Checkpointing Flax NNX Models with Orbax (Part 1)

🔍 Quick outline
🧭 Why checkpointing matters
🧩 The mental model: NNX modules and dynamic state
🧰 NNX helpers: split, merge, update, state
⚙️ Orbax basics
💾 Saving a Flax NNX model with Orbax
🔁 Restoring a Flax NNX model with Orbax
🧪 Example explained: a minimal linear module
🧠 Handling the correlation between static graph and dynamic state
🔎 Orbax manager conveniences and best practices
🔐 Common pitfalls and how I avoid them
📦 Saving the optimizer and other training artifacts
🔁 Updating vs merging when restoring
📚 Advanced topic preview: distributed and sharded checkpoints
🧾 Practical checklist I use before checkpointing
🧾 Minimal resume pattern I recommend
🧩 Example metadata and compatibility notes
🛠️ Troubleshooting common errors
✅ Summary and what I take away
📣 What comes next
❓ Frequently asked questions

🔍 Quick outline

I walk through why checkpointing matters for JAX projects, how Flax NNX represents model state, and how Orbax fits into that picture. You will get a clear, practical workflow for saving and restoring a single NNX model instance, plus concrete tips that make checkpointing reliable during development.

🧭 Why checkpointing matters

Checkpointing is basic infrastructure for any training workflow. I save model weights, optimizer moments, training steps, and other mutable things so I do not lose progress if training stops or I need to resume later. It is also how I capture a model version for evaluation or deployment.

In the JAX ecosystem, the common tool for checkpointing is Orbax. When I use Flax NNX, which provides a Pythonic, stateful API reminiscent of PyTorch modules, I still get all the functional benefits of JAX. That combination makes checkpointing slightly different from other frameworks, and the right mental model is important.

🧩 The mental model: NNX modules and dynamic state

Flax NNX modules are plain Python classes that directly hold their mutable parts as attributes. Parameters, batch statistics, and other mutable quantities are stored as instances of classes derived from nnx.variable. Those variables contain the underlying JAX arrays and optional metadata.

Initialization often requires providing shapes and a PRNG key up front. Typically I declare parameters in the constructor using nnx.param, for example inside Dunder init. During forward calls I access them as self.weight, self.bias, or similar. That makes the API feel very familiar if you have used PyTorch.

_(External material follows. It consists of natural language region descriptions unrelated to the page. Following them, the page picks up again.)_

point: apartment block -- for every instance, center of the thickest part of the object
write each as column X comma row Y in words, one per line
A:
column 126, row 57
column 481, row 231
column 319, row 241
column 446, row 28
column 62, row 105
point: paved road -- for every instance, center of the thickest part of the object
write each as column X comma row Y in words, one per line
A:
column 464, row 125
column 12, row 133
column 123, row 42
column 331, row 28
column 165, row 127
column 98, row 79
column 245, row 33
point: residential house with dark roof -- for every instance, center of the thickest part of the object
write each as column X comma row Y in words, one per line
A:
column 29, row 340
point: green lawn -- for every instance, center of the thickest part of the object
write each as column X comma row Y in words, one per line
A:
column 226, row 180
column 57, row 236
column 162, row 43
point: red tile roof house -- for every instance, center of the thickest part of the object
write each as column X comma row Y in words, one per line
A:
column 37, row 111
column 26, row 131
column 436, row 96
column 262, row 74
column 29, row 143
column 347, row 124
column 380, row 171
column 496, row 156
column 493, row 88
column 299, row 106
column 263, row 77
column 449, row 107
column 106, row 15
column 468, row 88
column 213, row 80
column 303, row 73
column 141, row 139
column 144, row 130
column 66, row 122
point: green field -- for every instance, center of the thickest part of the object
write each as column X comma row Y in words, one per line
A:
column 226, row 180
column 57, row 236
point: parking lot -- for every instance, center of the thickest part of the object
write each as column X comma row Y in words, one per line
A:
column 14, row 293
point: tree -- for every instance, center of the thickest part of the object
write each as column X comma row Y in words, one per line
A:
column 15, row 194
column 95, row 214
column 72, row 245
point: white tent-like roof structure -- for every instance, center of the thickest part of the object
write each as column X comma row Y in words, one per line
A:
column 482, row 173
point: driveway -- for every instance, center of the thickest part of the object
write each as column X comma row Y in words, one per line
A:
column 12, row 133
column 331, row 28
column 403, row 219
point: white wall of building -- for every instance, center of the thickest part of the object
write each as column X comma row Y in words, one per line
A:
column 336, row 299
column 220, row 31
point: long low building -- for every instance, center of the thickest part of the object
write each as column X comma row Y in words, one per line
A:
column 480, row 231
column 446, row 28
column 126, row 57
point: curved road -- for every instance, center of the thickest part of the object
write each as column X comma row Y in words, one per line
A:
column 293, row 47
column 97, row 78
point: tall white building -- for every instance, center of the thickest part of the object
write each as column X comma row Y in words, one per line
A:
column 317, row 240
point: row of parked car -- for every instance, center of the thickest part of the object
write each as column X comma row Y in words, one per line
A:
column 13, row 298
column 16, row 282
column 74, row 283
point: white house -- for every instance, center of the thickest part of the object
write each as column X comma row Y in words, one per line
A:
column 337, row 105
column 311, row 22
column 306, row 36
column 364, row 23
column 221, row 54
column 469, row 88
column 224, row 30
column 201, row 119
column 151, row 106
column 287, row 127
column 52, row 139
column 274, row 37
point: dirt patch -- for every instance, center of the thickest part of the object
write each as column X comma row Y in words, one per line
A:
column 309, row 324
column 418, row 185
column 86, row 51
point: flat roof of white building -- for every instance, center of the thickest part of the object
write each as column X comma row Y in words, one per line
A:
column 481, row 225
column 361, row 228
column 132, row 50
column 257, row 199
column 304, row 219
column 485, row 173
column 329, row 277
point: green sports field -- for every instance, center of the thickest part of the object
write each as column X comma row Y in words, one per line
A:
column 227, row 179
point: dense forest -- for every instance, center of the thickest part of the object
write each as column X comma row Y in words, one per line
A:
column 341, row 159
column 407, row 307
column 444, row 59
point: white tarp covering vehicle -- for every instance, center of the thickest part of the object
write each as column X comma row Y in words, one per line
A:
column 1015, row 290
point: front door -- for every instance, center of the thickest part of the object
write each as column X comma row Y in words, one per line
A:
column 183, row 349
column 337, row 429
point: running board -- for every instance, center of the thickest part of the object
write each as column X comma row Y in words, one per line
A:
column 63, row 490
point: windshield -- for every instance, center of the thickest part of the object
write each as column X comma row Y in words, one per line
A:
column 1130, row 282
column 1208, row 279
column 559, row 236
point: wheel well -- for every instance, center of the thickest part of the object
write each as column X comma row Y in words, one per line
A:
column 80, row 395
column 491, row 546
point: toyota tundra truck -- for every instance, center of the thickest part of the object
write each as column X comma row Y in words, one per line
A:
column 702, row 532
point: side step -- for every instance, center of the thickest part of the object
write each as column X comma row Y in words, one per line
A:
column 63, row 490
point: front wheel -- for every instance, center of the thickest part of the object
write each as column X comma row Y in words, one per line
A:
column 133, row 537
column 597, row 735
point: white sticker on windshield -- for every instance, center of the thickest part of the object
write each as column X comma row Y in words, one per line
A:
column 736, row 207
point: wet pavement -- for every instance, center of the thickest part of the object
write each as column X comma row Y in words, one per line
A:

Starting with NNX v0.11, module instances are native JAX pytrees. That means they can be passed to JAX transformations directly. But for checkpointing I rarely want to write out the whole module object. I usually only want to save the dynamic, changeable parts: the variables that represent parameters, batch stats, optimizer-compatible state, and so on.

🧰 NNX helpers: split, merge, update, state

NNX gives me three essential operations to bridge the stateful, Pythonic modules and the functional world of JAX pytrees.

nnx.split(module) — returns a pair: a static structure (graph_def) and the dynamic state as a py-tree of NNX.variable objects. The state is what I usually want to save or feed into JAX-transformed functions.
nnx.merge(graph_def, state) — reconstructs a fully materialized module instance from a stored static graph definition and a state py-tree that contains variable values.
nnx.update(module, state) — writes values from a state py-tree into an existing module instance, mutating the module's variables to match the given state.

There is also nnx.state(module), which acts as a filter: it walks the module pytree and returns a clean py-tree containing only the NNX.variable objects. This is the exact structure Orbax will serialize.

⚙️ Orbax basics

Orbax separates concerns across two things I care about: low-level serialization and high-level checkpoint lifecycle management.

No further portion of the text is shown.